I understand why Rocky should stay, and objecting to Doyen’s demands when I’m in his world, on his turf where he makes all the rules would be stupid. Besides, Eli asked me to remain as uninvolved as possible. Yet, he was happy about my saving Carrie. She was just a defenseless kid. Like Rocky.
What am I supposed to do? If I say the wrong thing, make the wrong choice, I end up dead, too.
No one would ever know what happened. I just wouldn’t come home.
Eli would wait a year before delivering my letter to Abi and that would be that.
I notice Doyen watching me and make the only choice that makes sense. “With all due respect, I assurance that Rocky will live a long and happy life.”
Doyen sighs, leaning back in his chair. Surprisingly, the stick-type furniture doesn’t break under his plump form. “You cannot trust me to keep my word, so you ask for evidence that I am trustworthy.” He presses a finger over his lips and thinks.
“Tomorrow, Traveler, you have the full day to explore Neutopia. One day with all my services at your disposal. You will see what I do for these people and why. If you are as enlightened as you think you are, then you will understand. Doing as I command will be much easier for you.”
The illusion of choice is better than no choice at all, I guess. I accept his term for the time being and am dismissed by Doyen without another word.

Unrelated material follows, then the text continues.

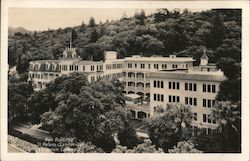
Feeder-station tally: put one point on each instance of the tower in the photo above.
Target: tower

Literally, he just walks out of the room like he was the only one in it, leaving me and Rocky alone in the pinnacle of this tower overlooking a sleeping city. I follow after him but find no doorway or portal, just a blank space in a wall.
Freaking Biolock.
I rub my open hand along the entire surface of the empty space, hoping a keypad will pop out, but nothing does.
After some searching, I find a wall of small cupboards. Inside is a single gray robe and two bags of clear liquid, labeled ‘hydration.’
Breaking the seal on one of them proves that its water—which I guzzle down quickly and then save the second for Rocky, just in case.
As I sit beside the small boy, I find that the bench-like bed is softer than it looks and the surface is warm to touch. It isn’t long before my eyes are drooping and though I want to keep watch, I crash and burn.